Gooden was two years old back then and barely had all his teeth. Unlike his last start against the Dodgers, Gooden had to get by with just two runs because Met hitters could not figure out Sutton.
Unfortunately for the Dodgers, they could figure out Howell and Pena, and it resulted in another loss.
"A tough, tough loss," catcher Mike Scioscia said. "It may be really bothering us tonight, but tomorrow it'll be just another loss. This is about two games we've thrown away (to the Mets). We can't do that anymore."

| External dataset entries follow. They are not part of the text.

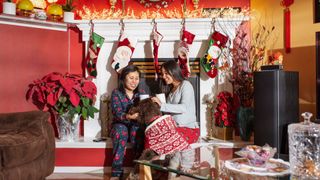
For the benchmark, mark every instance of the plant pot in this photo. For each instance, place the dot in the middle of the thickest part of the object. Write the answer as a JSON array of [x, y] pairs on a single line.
[[68, 127], [225, 133], [68, 16], [9, 8]]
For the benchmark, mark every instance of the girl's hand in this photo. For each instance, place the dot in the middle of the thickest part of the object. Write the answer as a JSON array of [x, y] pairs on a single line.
[[132, 116], [156, 100]]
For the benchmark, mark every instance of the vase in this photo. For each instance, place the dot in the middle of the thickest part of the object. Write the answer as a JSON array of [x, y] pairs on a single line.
[[224, 133], [68, 127], [245, 122]]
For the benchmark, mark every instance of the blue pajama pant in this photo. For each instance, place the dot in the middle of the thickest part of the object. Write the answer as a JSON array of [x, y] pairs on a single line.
[[120, 135]]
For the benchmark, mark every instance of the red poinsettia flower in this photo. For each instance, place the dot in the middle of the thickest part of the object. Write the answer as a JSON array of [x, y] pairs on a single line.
[[225, 111], [63, 93]]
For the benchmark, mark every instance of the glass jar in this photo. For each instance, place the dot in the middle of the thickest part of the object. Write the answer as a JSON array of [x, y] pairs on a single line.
[[304, 148]]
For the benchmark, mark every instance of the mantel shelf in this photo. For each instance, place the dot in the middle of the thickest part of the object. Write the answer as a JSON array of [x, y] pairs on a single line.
[[33, 23]]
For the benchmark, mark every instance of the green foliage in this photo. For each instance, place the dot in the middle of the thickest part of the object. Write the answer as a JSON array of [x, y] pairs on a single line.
[[68, 6], [85, 109]]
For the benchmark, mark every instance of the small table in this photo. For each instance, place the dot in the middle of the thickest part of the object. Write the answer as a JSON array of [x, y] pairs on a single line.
[[206, 165]]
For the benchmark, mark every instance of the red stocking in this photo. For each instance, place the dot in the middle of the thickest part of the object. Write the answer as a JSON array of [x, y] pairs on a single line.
[[183, 52]]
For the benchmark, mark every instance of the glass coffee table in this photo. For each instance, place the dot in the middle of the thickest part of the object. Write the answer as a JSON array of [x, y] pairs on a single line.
[[208, 162]]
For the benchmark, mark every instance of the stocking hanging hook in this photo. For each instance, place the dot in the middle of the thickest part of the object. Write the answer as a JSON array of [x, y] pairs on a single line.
[[183, 23], [121, 23], [213, 23], [154, 23]]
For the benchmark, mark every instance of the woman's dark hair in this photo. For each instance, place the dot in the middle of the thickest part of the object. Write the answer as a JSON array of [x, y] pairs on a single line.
[[128, 69], [173, 70]]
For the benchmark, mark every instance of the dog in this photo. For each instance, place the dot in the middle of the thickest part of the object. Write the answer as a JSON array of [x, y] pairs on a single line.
[[160, 135]]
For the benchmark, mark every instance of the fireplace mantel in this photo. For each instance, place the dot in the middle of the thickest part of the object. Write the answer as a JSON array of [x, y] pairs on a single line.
[[169, 28], [106, 80]]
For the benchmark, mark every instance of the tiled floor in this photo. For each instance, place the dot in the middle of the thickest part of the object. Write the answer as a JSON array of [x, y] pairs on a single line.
[[78, 176]]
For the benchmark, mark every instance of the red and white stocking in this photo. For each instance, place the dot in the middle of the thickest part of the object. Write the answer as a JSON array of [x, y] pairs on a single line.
[[183, 52], [95, 44], [157, 38], [124, 52]]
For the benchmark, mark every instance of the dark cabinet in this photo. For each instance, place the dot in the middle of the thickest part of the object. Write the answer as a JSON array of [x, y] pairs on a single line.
[[276, 105]]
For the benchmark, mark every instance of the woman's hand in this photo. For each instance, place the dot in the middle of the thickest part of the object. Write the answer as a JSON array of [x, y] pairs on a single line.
[[156, 100], [132, 116]]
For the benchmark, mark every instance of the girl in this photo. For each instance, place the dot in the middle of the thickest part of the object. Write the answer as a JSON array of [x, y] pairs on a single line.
[[124, 126], [181, 105]]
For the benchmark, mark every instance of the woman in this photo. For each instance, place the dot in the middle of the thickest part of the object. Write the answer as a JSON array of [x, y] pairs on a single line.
[[181, 105], [124, 126]]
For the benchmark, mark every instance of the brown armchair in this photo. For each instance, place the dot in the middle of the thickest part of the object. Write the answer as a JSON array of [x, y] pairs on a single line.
[[27, 146]]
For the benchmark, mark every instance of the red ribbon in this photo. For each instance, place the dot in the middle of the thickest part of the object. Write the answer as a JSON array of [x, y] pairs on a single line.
[[287, 31]]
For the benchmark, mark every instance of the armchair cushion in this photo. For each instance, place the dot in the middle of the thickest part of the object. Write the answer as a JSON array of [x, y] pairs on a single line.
[[27, 145]]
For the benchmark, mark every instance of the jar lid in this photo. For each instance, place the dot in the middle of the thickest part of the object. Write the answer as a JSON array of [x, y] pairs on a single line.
[[306, 127]]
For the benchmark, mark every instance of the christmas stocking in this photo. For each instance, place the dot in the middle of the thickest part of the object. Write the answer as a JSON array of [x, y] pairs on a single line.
[[183, 52], [124, 52], [95, 44], [209, 61], [157, 38]]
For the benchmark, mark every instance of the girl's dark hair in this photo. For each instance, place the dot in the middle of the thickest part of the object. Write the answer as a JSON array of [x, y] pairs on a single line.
[[128, 69], [173, 70]]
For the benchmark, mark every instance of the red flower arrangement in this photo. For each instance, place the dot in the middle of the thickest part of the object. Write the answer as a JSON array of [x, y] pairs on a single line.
[[64, 93], [224, 114]]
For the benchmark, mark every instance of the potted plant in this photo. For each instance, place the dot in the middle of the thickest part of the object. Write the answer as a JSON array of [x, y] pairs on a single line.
[[68, 7], [224, 115], [68, 96], [9, 7]]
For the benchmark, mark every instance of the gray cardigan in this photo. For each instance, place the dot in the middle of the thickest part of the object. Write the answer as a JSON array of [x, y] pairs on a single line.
[[181, 105]]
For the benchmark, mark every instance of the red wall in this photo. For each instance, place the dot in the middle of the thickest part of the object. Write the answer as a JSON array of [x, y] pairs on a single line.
[[29, 53]]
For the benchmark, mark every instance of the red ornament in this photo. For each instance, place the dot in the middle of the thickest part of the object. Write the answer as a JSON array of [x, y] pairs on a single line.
[[287, 31], [155, 3]]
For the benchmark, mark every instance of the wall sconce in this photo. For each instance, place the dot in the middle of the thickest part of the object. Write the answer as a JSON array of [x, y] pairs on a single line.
[[195, 3]]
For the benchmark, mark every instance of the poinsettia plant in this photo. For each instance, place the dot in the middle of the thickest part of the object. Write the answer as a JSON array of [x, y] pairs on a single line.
[[64, 93], [225, 111]]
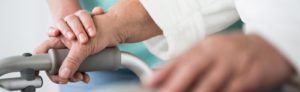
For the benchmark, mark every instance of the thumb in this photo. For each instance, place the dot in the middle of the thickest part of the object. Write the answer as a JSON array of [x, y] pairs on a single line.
[[72, 62], [97, 11]]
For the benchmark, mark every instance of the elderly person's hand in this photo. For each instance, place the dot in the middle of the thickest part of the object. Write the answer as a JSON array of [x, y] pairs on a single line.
[[225, 63], [127, 21]]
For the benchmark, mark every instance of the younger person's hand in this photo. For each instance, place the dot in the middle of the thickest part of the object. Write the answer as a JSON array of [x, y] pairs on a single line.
[[78, 26]]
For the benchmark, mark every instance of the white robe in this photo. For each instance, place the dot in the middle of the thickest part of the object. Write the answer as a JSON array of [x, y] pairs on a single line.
[[186, 21]]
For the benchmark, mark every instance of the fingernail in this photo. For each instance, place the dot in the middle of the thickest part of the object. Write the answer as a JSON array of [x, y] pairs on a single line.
[[91, 32], [70, 35], [65, 73], [82, 37], [61, 82]]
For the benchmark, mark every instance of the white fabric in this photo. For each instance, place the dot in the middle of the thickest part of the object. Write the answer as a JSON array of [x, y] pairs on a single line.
[[278, 21], [186, 21]]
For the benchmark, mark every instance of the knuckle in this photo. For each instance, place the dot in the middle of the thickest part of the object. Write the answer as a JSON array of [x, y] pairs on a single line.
[[81, 12], [72, 61], [70, 17]]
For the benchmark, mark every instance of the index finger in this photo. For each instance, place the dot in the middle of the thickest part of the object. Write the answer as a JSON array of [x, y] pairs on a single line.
[[73, 60]]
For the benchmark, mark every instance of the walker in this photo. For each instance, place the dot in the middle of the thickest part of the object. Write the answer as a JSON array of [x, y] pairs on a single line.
[[27, 64]]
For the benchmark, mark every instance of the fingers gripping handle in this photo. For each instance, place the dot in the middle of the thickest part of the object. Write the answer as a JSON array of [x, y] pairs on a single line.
[[108, 59]]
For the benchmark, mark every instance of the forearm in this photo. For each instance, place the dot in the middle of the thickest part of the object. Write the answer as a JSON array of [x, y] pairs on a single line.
[[62, 8], [131, 20]]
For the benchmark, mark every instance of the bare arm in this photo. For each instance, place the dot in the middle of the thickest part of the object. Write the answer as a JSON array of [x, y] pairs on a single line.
[[62, 8]]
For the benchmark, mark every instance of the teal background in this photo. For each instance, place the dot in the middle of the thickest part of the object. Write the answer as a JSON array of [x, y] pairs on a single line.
[[138, 48]]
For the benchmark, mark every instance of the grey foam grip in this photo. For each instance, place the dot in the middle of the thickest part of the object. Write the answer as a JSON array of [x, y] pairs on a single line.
[[107, 59]]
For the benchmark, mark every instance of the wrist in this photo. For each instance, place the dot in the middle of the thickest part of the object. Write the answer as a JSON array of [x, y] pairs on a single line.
[[133, 21]]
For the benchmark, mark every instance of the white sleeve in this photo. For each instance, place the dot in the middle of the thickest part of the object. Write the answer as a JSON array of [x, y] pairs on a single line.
[[278, 21], [186, 21]]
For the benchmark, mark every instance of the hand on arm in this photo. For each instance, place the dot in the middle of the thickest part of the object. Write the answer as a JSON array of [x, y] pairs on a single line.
[[127, 21]]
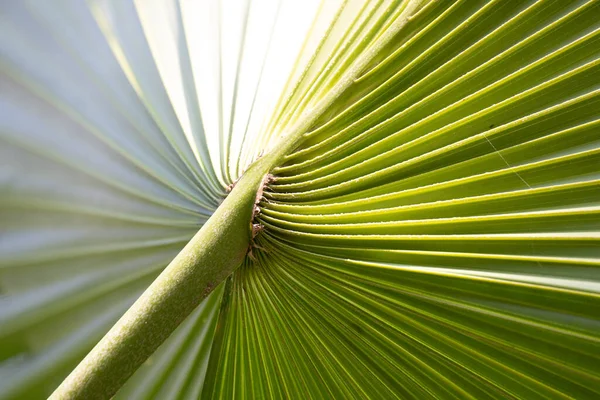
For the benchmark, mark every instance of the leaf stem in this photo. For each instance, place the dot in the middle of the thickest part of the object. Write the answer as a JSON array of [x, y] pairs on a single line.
[[211, 255]]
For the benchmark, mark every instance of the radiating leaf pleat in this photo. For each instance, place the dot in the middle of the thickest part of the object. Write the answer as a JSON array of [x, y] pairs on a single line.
[[435, 233]]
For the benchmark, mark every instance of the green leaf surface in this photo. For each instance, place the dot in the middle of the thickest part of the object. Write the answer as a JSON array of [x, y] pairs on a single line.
[[432, 230]]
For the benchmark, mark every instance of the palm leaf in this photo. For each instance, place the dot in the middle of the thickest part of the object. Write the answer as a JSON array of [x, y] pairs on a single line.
[[432, 233]]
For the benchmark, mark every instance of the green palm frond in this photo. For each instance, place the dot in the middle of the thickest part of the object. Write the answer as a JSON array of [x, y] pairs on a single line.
[[431, 231]]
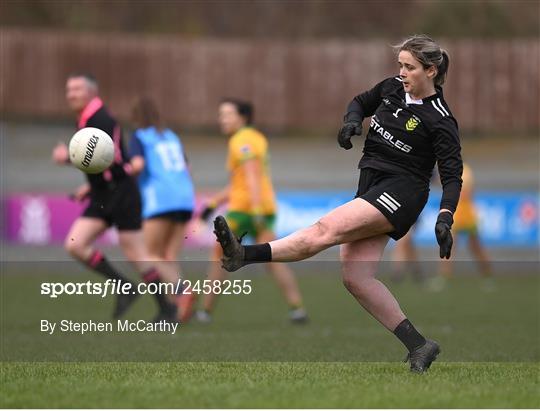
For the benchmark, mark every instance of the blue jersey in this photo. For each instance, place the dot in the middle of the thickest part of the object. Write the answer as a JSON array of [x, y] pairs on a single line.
[[165, 182]]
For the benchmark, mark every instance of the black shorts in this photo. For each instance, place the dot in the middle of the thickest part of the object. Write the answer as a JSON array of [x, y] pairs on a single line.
[[176, 216], [119, 206], [400, 198]]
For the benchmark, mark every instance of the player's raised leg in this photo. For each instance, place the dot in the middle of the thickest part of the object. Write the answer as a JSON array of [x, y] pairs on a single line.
[[215, 273], [352, 221], [173, 248]]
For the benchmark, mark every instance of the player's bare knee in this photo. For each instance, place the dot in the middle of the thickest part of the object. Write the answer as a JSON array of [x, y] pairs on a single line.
[[323, 235]]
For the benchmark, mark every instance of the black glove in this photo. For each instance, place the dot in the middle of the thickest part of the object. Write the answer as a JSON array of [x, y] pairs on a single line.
[[349, 129], [443, 233], [207, 212]]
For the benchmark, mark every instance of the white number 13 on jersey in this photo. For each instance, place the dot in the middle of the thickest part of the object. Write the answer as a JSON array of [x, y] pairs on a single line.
[[171, 156]]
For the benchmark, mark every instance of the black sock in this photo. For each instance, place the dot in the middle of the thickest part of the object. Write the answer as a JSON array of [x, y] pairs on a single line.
[[258, 253], [152, 277], [99, 263], [408, 335]]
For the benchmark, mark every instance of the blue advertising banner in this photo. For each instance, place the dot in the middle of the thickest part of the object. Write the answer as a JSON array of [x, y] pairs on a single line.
[[505, 219]]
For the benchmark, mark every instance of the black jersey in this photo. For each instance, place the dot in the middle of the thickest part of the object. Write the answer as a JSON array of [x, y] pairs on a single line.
[[96, 115], [409, 136]]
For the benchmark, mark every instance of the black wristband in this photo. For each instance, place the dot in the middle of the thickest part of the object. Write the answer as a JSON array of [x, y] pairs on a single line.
[[445, 217]]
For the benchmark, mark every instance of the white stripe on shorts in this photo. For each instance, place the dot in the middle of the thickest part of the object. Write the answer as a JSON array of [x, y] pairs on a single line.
[[385, 205], [392, 199]]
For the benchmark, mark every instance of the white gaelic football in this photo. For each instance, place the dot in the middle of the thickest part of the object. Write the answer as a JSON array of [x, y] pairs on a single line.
[[91, 150]]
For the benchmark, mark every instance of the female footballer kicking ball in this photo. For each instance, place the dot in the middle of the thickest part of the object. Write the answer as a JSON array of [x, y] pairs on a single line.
[[411, 129]]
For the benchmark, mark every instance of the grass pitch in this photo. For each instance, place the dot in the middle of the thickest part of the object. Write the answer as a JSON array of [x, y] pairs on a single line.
[[250, 356]]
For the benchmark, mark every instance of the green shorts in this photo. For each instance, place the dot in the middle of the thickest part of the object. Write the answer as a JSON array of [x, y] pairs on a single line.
[[241, 223]]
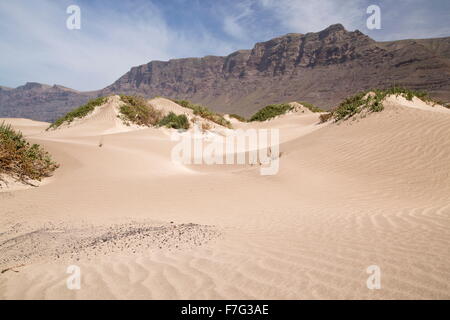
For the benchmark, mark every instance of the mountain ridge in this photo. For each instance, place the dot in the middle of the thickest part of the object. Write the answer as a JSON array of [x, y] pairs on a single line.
[[320, 67]]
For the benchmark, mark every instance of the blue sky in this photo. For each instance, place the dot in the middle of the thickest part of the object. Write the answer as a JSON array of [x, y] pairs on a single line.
[[116, 35]]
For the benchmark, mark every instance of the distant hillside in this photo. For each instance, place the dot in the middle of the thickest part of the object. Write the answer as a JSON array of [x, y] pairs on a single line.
[[322, 68]]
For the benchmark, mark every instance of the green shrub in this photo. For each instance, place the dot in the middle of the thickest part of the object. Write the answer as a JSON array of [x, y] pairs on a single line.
[[238, 117], [373, 102], [20, 159], [137, 111], [271, 111], [311, 107], [79, 112], [204, 112], [175, 121], [325, 117]]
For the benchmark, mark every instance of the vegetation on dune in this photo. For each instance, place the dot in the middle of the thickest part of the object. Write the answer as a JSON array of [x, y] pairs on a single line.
[[136, 110], [271, 111], [370, 101], [175, 121], [21, 160], [204, 112], [311, 107], [238, 117], [325, 117], [79, 112]]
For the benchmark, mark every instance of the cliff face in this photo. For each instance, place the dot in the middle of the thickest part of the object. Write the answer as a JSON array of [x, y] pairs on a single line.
[[321, 68]]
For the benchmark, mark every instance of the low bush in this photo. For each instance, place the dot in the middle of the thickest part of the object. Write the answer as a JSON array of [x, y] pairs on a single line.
[[271, 111], [204, 112], [21, 160], [325, 117], [79, 112], [238, 117], [136, 110], [311, 107], [372, 101], [175, 121]]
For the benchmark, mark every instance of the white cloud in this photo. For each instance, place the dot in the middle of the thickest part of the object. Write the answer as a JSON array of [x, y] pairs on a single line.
[[313, 16]]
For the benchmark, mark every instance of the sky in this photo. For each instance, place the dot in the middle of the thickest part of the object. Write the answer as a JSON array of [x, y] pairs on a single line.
[[115, 35]]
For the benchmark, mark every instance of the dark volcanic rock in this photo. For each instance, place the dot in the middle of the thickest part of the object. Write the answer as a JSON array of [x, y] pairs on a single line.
[[39, 101], [321, 68]]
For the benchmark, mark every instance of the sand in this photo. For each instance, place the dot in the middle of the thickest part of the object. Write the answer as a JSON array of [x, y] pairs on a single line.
[[370, 191]]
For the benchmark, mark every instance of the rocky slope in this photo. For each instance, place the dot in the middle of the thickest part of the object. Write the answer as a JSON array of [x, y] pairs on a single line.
[[321, 68]]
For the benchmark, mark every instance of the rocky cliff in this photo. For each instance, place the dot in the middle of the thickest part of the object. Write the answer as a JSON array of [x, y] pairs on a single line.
[[321, 68]]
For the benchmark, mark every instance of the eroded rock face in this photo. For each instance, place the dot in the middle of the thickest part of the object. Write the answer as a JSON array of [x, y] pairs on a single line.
[[39, 101], [322, 68]]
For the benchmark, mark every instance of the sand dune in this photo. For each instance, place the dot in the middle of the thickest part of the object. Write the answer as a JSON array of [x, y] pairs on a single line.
[[369, 191]]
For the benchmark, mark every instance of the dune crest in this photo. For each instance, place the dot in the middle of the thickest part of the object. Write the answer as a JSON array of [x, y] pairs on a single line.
[[348, 195]]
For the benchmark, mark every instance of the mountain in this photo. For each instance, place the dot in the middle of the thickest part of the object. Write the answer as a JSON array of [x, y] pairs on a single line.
[[40, 101], [321, 68]]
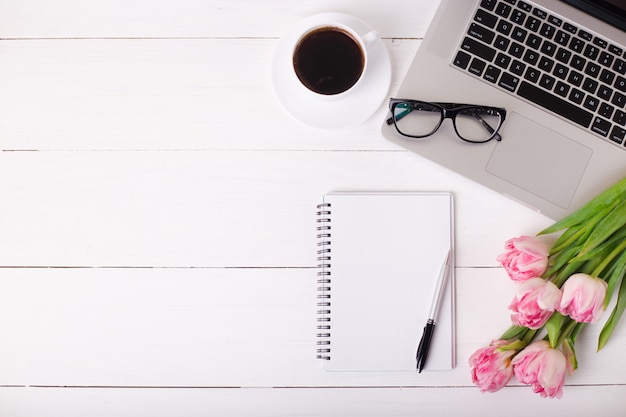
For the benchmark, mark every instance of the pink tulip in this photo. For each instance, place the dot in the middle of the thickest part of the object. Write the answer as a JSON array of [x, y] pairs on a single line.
[[583, 298], [535, 301], [491, 367], [541, 367], [524, 257]]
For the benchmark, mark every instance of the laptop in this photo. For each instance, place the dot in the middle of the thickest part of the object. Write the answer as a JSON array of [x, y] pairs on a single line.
[[558, 67]]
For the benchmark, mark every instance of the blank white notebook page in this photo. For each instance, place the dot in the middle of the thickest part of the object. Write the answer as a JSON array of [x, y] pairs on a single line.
[[386, 251]]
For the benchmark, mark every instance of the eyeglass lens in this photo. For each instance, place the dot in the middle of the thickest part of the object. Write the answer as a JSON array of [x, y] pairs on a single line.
[[473, 124]]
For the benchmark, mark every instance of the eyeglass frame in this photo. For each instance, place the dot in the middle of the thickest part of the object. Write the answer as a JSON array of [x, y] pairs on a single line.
[[449, 111]]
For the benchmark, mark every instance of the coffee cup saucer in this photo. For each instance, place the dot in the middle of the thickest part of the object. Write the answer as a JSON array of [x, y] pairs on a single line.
[[344, 111]]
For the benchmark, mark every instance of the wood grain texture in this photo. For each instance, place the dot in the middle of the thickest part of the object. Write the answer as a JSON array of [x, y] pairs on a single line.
[[157, 222]]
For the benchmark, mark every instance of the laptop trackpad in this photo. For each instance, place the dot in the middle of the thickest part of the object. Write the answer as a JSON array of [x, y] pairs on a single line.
[[539, 160]]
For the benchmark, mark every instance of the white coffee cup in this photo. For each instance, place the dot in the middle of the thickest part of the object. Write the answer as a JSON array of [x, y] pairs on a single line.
[[330, 56]]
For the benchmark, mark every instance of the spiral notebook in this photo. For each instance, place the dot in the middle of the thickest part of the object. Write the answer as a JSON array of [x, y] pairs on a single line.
[[380, 255]]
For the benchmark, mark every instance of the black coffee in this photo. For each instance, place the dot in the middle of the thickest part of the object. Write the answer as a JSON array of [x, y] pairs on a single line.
[[328, 61]]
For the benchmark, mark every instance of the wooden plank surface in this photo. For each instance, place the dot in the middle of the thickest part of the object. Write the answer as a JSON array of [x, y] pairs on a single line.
[[157, 221]]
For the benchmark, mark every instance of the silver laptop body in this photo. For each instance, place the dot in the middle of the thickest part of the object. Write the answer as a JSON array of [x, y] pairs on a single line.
[[545, 160]]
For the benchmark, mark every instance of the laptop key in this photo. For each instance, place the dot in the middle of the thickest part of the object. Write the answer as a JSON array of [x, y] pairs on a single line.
[[479, 49], [481, 33], [601, 126], [617, 134], [485, 18], [491, 74], [555, 104], [477, 66], [509, 82], [462, 59]]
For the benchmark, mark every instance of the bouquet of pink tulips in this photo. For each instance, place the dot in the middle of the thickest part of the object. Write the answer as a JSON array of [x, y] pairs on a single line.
[[559, 290]]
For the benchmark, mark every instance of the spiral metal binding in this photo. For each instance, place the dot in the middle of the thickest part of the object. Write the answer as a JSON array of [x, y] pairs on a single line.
[[323, 281]]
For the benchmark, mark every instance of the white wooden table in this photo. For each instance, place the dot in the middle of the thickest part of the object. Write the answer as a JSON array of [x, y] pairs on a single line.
[[157, 216]]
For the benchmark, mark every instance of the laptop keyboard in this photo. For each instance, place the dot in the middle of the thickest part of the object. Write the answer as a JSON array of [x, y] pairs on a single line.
[[550, 62]]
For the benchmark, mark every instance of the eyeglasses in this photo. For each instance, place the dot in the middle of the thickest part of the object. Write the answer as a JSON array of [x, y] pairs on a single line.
[[419, 119]]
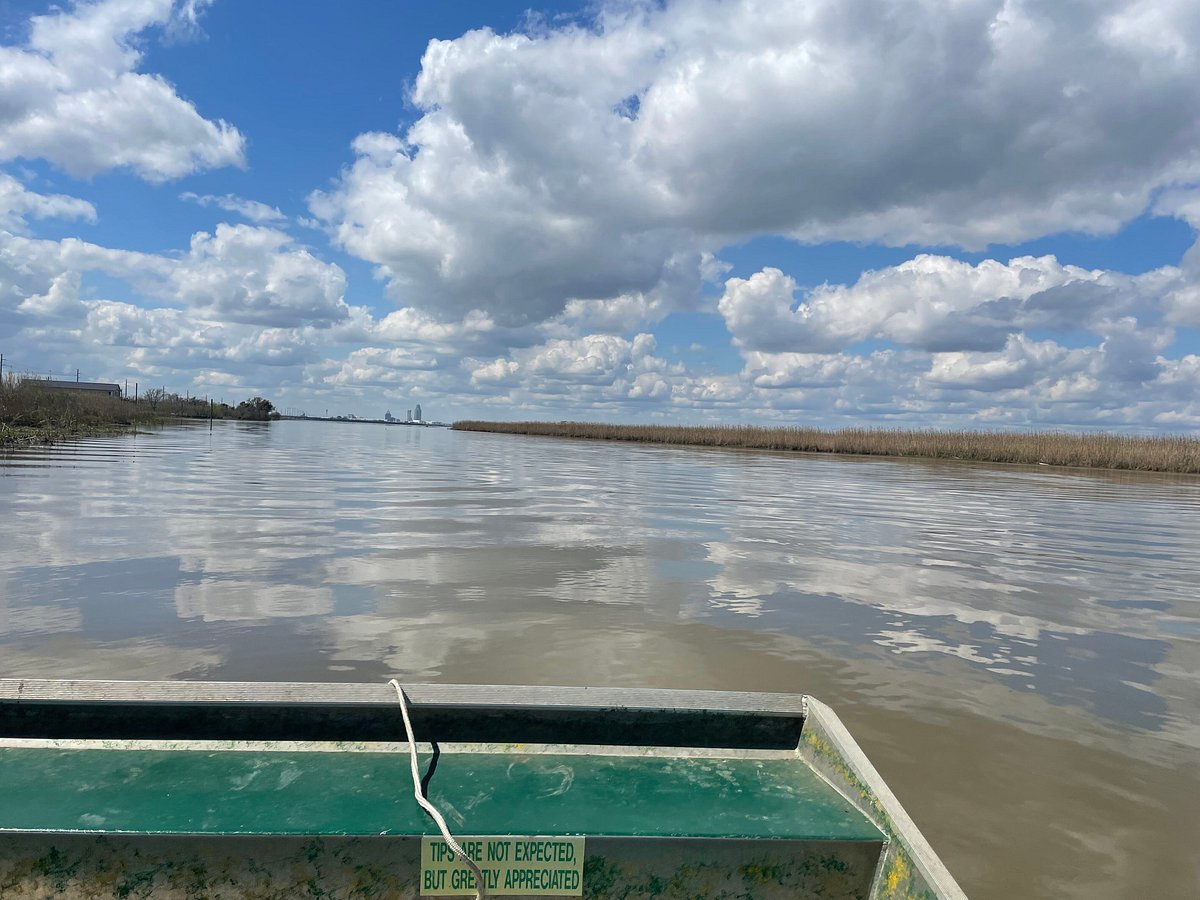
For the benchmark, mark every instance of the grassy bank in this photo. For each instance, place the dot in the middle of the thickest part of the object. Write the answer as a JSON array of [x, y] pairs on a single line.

Right-fielder Mike Davis, hitting just .210 and engulfed in a 2-for-33 slump, was taken out of the starting lineup for the first time this season against a right-handed starter Tuesday night. First baseman Mike Marshall, 2-for-35 recently, was benched for the first time this season. Manager Tom Lasorda met with each player before the game and explained his reasoning, which he later repeated. "We want Davis and Marshall to sit down for a game or two or three and get a chance to evaluate what's happened," Lasorda said. "It's been weighing on both their minds. They've been trying so hard. It's tough, but they understand, I hope, why I did it." Davis, admittedly frustrated by his slump, apparently was upset at his benching. He waved off reporters before the game, politely saying: "Gentleman, I do not want to talk about the lineup tonight. I just want to sit here." Marshall said he understood and supported Lasorda's move. "I've been struggling. You look at my stats and they're pretty ugly. But I was hitting the ball hard until the other night." Lasorda, asked when Marshall and Davis will return to the lineup, said: "We'll see how it goes." Both were used as pinch-hitters Tuesday, Davis striking out with a runner on third in the seventh and Marshall knocking in a run with a grounder in the 10th
A New York television crew working Tuesday night's game, continually focused in on Don Sutton's hands as he rubbed the ball prior to pitches. Sutton, accused in the past of scuffing balls, did not have his hands checked by the umpiring crew. Sutton reacted angrily when told that the cameras were focused on him. "I guess for 22 years I've misread baseball," he said, sarcastically. "Apparently, people only watch the game to watch umpires umpire and TV play Columbo. Either that, or they have idiots upstairs running that TV crew." . . . John Shelby's 7th inning single extended his hitting streak to 16 games, tying Montreal's Vance Law for the season high.